This year’s wheat harvest in the UK and Ireland is of medium quality in terms of mycotoxin contamination but is much worse than in the last two years, according to 2016 survey results published today by the global feed additive company, Nutriad.
Based on the results of the survey, conducted immediately after the 2016 harvest, Nutriad experts have warned that this year’s wheat crop in the UK and Ireland should not automatically be considered safe for inclusion into finished feed rations for all animal species, adding that a degree of vigilance is prudent.
The survey covers 66 samples from all over Great Britain and Ireland with more than 500 points of analyses being conducted to test for the occurrence of the eight mycotoxins most frequently found in agricultural commodities, as intended for animal production.
The survey therefore provides an insight into the incidences of aflatoxin B1 (AfB1), zearalenone (ZEN), deoxynivalenol (DON), T-2 toxin, HT-2 toxin, fumonisin B1 (FB1), fumonisin B2 (FB2) and ochratoxin A (OTA).
“The results show that 64% of wheat samples were contaminated with DON and none of the samples contained AfB1 or FB1,” said the company. “Only 3 % of samples contained T-2 toxin and such low incidence of contamination was not expected. The average concentrations of all recovered mycotoxins were medium while the highest concentration of DON found in one of the samples reached 1100 μg/kg.
“Although 12.3% of the samples contained HT-2 toxin, a mycotoxin extremely toxic for poultry, its maximum concentration reached only 32.2 μg/kg and this level is negligible.
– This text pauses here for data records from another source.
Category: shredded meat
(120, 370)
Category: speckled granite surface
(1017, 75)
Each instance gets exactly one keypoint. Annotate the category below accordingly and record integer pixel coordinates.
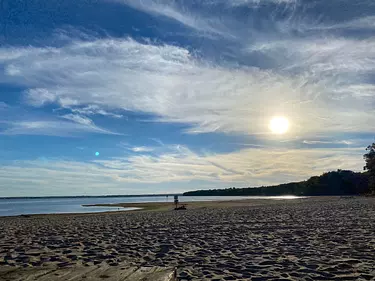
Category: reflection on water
(14, 207)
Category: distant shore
(165, 206)
(320, 238)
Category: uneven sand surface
(304, 239)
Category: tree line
(340, 182)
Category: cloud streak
(169, 82)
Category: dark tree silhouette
(340, 182)
(370, 166)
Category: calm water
(14, 207)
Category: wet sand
(303, 239)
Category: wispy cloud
(327, 142)
(16, 121)
(181, 165)
(142, 149)
(171, 83)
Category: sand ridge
(314, 239)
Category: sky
(152, 96)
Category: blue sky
(178, 95)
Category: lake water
(14, 207)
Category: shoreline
(328, 238)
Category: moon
(279, 125)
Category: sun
(279, 125)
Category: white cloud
(171, 83)
(52, 128)
(327, 142)
(142, 149)
(248, 167)
(179, 13)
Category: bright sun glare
(279, 125)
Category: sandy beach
(304, 239)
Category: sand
(307, 239)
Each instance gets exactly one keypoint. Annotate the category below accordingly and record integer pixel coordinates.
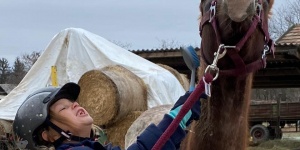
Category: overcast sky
(29, 25)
None of the samples was contaminated with FB1, but this result was expected as it is well known that FB1 is mostly produced on maize.
“Only one sample was contaminated with FB2 and OTA. Surprisingly, the results show that 15% of wheat samples were contaminated with ZEN and its maximum concentration found in one sample reached 810 μg/kg.”
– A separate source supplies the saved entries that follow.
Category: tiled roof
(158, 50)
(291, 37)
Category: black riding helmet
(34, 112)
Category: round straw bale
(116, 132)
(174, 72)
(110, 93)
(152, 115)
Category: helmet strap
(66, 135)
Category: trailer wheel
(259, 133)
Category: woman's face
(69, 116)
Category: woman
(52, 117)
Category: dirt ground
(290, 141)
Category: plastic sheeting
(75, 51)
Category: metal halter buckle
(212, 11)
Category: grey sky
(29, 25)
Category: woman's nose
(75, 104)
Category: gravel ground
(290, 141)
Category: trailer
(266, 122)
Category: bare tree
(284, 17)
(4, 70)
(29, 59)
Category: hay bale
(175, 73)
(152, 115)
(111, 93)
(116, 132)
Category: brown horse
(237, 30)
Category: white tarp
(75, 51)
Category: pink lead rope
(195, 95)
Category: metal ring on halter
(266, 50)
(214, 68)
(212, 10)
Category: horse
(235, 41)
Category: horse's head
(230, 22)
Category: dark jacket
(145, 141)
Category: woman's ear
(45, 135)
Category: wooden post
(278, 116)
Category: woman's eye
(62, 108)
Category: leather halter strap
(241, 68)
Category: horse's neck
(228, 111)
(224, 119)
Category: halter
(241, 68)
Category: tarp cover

Nutriad’s business development manager, Radka Borutova (pictured above), added: “Vigilance is always advisable in any case as cereals in animal feeds originate from many sources and some continental European cereals and South American soya harvested in 2016 have been shown to be contaminated with medium to high concentrations of mycotoxins.
“The last possible line of defence is the detoxification of mycotoxins in vivo. The addition of proven mycotoxin deactivators to animal feeds is a very common method to prevent mycotoxicosis and is an effective strategy to keep mycotoxin risk low under any and all conditions.”